La parole ordinaire est philosophique, mais elle ne le sait pas, ou ne veut pas le savoir. Le sens n'est que l'écume du charabia. Dans son mouvement profond, dans ses pulsions enfantines, la parole ne veut pas de l'ordre signifiant. Elle veut malaxer la pâte des mots comme l'enfant aime à malaxer la boue ou la pâte à modeler. Elle cherche l'ivresse de la répétition («tout au bout de la répétition respiratoire, il y a une joie circulaire qui s'atteint»), l'ébriété donnée par les formules que des variations sans fin vident de tout contenu. Il s'agit de se garder du sens par l'excès, en donnant aux processus de signification une telle extension qu'ils finissent par s'égarer.

La formule du monde, dans L'Origine rouge, est à la fois la fiction d'une signification totale et un non-sens absolu, une pure cacophonie exténuante où la parole demeure nue, à l'état d'énergie pure. Et par là même, tout au bout du non-sens, les choses se retournent et la formule du monde est bien la formule du monde. Cette bouffonnerie mathématique est le langage le plus réaliste qui soit. Dans sa rage d'expression, l'énoncé mathématique, qui voudrait enfermer le monde dans un sens définitif, fait entendre comme malgré lui l'immédiat, la présence familière, telle qu'elle subsiste dans le langage le plus abstrait, le plus médiat qui soit, au-delà de toute signification particulière: «il y a». Ainsi, «très précisément chaque mot désigne l'inconnu». Très précisément, parce qu'il faudrait une singularité infinie (une précision absurde, ce que tentent de réaliser les formules loufoques de l'opérette) pour qu'apparaisse ce qui est au-delà de toute singularité, ce que le langage ne cesse de désigner en disant toujours autre chose.

Le personnage du théâtre de Novarina, en effet, dans l'emballement de sa parole, dépasse l'ordre ordinaire de renonciation où je dis quelque chose. «Je n'ai jamais supporté l'idée que quelqu'un fasse quelque chose», écrit Novarina dans Pendant la matière, assignant pour fonction à l'écriture une perte d'intention et une désappropriation. Dans le chaos de l'opérette emballée, on ne dit plus que: «ça parle», ou «c'est là». Cet état enfantin de la parole correspond à la jouissance de désigner une présence sans sujet ni objet, comme on pointerait le doigt vers le réel même, en deçà de ces fictions qui se nomment sujet, objet, personne, temps.

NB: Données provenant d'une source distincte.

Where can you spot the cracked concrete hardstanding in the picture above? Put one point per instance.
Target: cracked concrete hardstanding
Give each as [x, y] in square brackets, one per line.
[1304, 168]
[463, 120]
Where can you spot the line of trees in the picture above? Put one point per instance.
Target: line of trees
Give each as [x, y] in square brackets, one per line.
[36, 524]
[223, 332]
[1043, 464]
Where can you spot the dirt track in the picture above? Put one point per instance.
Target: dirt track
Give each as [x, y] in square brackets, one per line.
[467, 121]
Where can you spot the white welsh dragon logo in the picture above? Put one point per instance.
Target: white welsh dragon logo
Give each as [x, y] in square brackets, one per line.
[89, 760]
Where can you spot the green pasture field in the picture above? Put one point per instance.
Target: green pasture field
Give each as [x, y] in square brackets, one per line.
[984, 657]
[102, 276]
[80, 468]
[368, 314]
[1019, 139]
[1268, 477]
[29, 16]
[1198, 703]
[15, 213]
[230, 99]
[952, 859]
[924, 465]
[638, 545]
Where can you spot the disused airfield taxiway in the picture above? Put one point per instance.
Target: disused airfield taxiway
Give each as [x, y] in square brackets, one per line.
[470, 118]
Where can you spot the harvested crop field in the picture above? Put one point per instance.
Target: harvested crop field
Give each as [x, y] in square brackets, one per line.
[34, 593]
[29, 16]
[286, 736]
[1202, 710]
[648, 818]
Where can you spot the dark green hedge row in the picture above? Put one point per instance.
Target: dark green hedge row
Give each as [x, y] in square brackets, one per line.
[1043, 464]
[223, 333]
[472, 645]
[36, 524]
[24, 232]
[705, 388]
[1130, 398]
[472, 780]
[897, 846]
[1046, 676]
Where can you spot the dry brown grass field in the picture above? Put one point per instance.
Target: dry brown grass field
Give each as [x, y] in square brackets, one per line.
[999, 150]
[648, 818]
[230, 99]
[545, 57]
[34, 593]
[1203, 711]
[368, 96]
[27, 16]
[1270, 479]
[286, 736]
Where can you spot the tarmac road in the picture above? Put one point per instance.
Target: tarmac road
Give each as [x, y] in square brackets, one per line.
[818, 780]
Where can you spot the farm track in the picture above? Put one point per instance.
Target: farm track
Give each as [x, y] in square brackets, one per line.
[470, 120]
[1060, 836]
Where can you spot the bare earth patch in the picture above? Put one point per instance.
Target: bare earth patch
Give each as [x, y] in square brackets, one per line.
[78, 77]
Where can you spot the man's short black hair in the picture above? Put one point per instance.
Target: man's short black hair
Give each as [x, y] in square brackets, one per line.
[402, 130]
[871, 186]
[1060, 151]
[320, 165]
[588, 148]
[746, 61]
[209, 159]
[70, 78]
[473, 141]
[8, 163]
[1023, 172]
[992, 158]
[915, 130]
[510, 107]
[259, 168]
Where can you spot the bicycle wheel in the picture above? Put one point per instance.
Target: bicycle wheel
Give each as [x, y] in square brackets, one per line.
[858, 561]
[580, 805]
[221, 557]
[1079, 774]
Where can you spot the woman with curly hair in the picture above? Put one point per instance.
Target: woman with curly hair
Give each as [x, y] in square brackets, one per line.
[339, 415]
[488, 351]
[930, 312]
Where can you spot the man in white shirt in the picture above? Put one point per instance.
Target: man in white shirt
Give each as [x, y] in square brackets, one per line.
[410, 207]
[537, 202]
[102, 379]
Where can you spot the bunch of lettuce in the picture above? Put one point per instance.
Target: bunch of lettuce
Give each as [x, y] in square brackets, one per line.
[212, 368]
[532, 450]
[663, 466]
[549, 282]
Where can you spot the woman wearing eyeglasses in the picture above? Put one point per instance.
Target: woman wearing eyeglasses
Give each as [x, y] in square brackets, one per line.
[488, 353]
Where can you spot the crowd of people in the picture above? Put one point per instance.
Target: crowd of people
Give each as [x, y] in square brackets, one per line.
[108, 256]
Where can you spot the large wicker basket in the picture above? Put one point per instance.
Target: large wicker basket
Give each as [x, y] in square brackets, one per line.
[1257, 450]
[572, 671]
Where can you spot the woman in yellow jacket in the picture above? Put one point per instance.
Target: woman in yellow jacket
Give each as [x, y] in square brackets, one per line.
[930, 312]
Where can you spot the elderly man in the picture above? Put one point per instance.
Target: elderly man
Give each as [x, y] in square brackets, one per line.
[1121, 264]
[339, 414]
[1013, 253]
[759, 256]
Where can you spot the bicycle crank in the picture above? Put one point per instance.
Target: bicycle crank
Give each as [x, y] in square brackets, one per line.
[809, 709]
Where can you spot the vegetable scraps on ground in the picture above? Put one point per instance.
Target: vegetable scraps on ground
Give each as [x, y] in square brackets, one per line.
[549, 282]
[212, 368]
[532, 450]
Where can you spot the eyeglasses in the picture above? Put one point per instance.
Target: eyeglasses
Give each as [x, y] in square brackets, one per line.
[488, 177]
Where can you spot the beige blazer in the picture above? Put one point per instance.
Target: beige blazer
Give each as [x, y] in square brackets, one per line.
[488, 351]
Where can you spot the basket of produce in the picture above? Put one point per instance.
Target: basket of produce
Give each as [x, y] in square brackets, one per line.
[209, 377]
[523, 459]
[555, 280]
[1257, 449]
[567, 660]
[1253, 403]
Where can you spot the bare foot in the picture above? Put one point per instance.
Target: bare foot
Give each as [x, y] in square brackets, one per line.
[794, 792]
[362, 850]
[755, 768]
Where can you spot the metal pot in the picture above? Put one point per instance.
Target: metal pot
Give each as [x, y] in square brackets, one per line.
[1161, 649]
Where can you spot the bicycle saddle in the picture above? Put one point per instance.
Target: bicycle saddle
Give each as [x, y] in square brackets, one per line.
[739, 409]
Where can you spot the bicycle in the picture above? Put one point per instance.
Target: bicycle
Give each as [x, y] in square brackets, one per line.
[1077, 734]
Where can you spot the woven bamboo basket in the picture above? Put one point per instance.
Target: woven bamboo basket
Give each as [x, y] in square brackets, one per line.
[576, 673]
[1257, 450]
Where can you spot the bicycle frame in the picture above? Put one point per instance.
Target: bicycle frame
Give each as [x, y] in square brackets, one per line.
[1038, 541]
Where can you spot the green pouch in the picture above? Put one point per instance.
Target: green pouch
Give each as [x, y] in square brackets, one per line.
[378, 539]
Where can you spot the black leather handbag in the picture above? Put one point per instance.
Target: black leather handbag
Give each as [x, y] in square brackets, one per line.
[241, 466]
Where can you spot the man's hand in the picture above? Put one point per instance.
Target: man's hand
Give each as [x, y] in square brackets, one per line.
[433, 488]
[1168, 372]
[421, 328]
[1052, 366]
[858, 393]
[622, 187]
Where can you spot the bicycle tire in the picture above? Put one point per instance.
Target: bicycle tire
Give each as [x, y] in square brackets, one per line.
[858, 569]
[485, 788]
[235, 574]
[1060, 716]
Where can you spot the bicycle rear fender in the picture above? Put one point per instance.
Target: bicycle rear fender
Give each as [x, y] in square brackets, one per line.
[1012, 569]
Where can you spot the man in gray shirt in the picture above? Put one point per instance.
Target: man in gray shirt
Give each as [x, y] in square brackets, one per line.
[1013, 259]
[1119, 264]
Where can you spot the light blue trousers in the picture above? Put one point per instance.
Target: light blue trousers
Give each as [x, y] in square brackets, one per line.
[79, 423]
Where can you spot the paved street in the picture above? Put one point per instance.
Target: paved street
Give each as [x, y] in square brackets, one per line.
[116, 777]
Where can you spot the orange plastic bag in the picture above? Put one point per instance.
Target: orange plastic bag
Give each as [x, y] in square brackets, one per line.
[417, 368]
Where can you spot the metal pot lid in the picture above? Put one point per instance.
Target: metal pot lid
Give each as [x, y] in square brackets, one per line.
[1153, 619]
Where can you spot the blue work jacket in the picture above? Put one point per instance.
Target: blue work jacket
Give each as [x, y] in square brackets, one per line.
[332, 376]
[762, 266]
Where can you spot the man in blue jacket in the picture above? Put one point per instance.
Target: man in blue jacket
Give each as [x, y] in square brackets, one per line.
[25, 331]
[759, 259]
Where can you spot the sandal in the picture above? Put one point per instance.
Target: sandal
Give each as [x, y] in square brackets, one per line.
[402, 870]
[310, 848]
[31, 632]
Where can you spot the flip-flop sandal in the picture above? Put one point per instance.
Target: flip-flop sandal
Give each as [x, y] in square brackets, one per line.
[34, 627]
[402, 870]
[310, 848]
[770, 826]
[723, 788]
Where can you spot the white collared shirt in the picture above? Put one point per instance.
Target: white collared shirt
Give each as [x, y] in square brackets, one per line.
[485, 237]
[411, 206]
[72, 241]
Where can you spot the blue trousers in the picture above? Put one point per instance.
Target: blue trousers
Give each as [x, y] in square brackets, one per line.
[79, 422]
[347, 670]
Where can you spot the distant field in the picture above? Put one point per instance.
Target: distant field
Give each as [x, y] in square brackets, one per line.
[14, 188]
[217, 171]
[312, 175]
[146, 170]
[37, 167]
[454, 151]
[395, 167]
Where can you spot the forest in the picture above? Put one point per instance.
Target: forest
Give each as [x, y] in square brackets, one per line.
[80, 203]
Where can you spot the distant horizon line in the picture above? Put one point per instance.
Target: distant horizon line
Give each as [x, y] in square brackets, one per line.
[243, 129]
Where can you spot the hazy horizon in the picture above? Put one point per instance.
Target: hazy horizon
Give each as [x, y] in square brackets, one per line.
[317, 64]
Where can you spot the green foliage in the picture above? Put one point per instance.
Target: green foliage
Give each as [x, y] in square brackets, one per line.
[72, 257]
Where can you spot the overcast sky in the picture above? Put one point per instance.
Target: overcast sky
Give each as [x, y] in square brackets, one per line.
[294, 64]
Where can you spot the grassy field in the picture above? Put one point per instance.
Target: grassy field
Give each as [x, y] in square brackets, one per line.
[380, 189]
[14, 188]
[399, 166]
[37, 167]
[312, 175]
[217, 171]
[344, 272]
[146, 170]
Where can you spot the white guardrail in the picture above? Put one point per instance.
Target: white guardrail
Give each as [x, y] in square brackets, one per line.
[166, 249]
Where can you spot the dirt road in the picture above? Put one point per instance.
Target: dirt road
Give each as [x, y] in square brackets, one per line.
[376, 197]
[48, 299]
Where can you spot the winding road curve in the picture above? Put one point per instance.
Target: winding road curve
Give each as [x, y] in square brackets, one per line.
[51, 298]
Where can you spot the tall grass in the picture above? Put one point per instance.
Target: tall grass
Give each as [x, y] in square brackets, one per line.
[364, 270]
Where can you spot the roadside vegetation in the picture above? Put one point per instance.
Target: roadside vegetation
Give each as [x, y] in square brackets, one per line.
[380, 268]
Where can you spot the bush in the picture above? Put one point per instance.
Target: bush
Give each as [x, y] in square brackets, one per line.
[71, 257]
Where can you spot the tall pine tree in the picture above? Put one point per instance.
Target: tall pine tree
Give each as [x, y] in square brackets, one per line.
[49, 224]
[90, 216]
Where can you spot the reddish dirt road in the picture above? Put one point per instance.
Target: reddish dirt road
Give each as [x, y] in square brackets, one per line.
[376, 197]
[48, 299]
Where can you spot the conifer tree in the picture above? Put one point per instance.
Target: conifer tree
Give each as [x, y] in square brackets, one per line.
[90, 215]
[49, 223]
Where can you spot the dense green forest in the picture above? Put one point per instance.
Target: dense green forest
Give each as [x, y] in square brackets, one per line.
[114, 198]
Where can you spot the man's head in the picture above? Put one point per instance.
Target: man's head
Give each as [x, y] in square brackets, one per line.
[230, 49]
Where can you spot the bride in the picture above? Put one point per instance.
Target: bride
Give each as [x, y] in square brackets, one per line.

Le réel, c'est-à-dire ce qui est ainsi dans sa spontanéité. En ce sens, le réel ne peut pas faire l'objet d'une assertion. On ne peut ni le nier ni l'affirmer. Toute négation, toute affirmation reconstruit une fiction, esquisse à nouveau un sujet de la parole, donc une personne, reconstruit un ordre et des limites. C'est pourquoi les personnages de Novarina ne cessent de dire alternativement une chose et son contraire, d'émettre des propositions impertinentes. Il leur faut «dire alternativement oui et sac», placer tous les mots sur le même plan, celui de l'interjection. «Oui» devient comme «sac», n'affirme plus, devient une espèce de contenant vide, de réceptacle. «Sac» est comme «oui», ne se limite plus à un signifiant quelconque, sort du sac à parole le fait de dire, la présence comme le creux dans la besace des mots.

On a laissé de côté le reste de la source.